Daniel Burton often conducts surveys in his capacity as refuge manager for the Australian Wildlife Conservancy (AWC) in order to maintain a consistent level of predator control. Burton was recently astonished to see an unusual mouse dashing across the ground while doing one of these weekly patrols.
In a news release, Burton said, “I hopped out of the car for a closer look. It sprinted right in front of me.” “The mouse was twice the size of a house mouse, with larger ears, wider eyes, and a longer, black, bushy tail—and it wasn’t running, it was hopping.”

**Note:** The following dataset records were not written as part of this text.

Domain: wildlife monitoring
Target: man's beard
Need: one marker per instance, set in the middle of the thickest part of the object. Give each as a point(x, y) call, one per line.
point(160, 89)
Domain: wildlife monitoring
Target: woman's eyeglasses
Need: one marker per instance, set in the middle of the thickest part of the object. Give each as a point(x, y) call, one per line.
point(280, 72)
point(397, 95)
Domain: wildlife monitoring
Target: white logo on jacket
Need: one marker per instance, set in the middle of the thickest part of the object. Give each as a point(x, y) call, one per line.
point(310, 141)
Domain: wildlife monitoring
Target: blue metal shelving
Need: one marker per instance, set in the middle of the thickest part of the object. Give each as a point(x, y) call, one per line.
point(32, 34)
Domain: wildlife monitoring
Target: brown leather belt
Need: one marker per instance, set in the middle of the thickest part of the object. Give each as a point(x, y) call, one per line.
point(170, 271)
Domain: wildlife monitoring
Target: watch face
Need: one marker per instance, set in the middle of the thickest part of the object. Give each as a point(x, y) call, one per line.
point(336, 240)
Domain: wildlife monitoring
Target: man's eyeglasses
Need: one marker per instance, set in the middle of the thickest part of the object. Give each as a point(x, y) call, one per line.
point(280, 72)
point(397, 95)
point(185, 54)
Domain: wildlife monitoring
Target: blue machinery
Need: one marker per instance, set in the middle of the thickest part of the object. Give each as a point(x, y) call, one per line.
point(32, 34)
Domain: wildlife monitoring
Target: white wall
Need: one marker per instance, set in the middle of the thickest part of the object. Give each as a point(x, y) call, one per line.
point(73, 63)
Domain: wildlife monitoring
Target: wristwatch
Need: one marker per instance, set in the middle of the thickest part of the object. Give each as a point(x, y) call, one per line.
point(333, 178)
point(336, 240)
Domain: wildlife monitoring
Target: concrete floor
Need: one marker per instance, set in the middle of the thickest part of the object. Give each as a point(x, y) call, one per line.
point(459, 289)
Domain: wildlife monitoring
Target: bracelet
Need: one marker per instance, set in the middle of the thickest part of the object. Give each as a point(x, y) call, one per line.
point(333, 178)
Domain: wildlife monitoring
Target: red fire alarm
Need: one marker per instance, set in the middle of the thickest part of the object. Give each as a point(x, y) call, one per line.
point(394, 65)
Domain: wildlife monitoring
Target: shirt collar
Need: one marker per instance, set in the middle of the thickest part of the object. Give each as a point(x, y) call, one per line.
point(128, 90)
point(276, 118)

Burton set up video traps nearby in an effort to get more information. Within a few months, Burton had thousands of pictures of these unusual mice, which eventually turned out to be quite uncommon.
While this was going on, ecologist Trevor Bauer and a group of researchers set to work and successfully captured one of the uncommon mice, which they called Patches.
In the news statement, Bauer made it clear that measurements were taken of the animal’s head, tail, torso, ears, feet, and pads. He had a neck pouch that was noticeable and pointed toward the center. Although we were quite convinced about the species, we nonetheless collected tissue samples and cuttings for genetic testing.
Samples from Patches were transferred to the Australian Museum for analysis. Everyone then waited. Ecologists finally validated what they had previously guessed a year after the initial sighting: the creatures were Dusky Hopping Mice, a brand-new species in the Scotia Wildlife Sanctuary.
Other significant aspects of this encounter emerged as well.
According to AWC’s press release, “The Dusky Hopping Mouse was thought to be extinct in [New South Wales] until 2003.” Since then, sightings of the Dusky Hopping Mouse have been reported close to Broken Hill, which, before Burton’s meeting, was thought to be the southernmost place for the species in [New South Wales].
Scientists are ecstatic to acquire additional knowledge about this amazing species. How about the mice? They must be unconcerned because they are engaged in the basic joys of a wild existence, otherwise.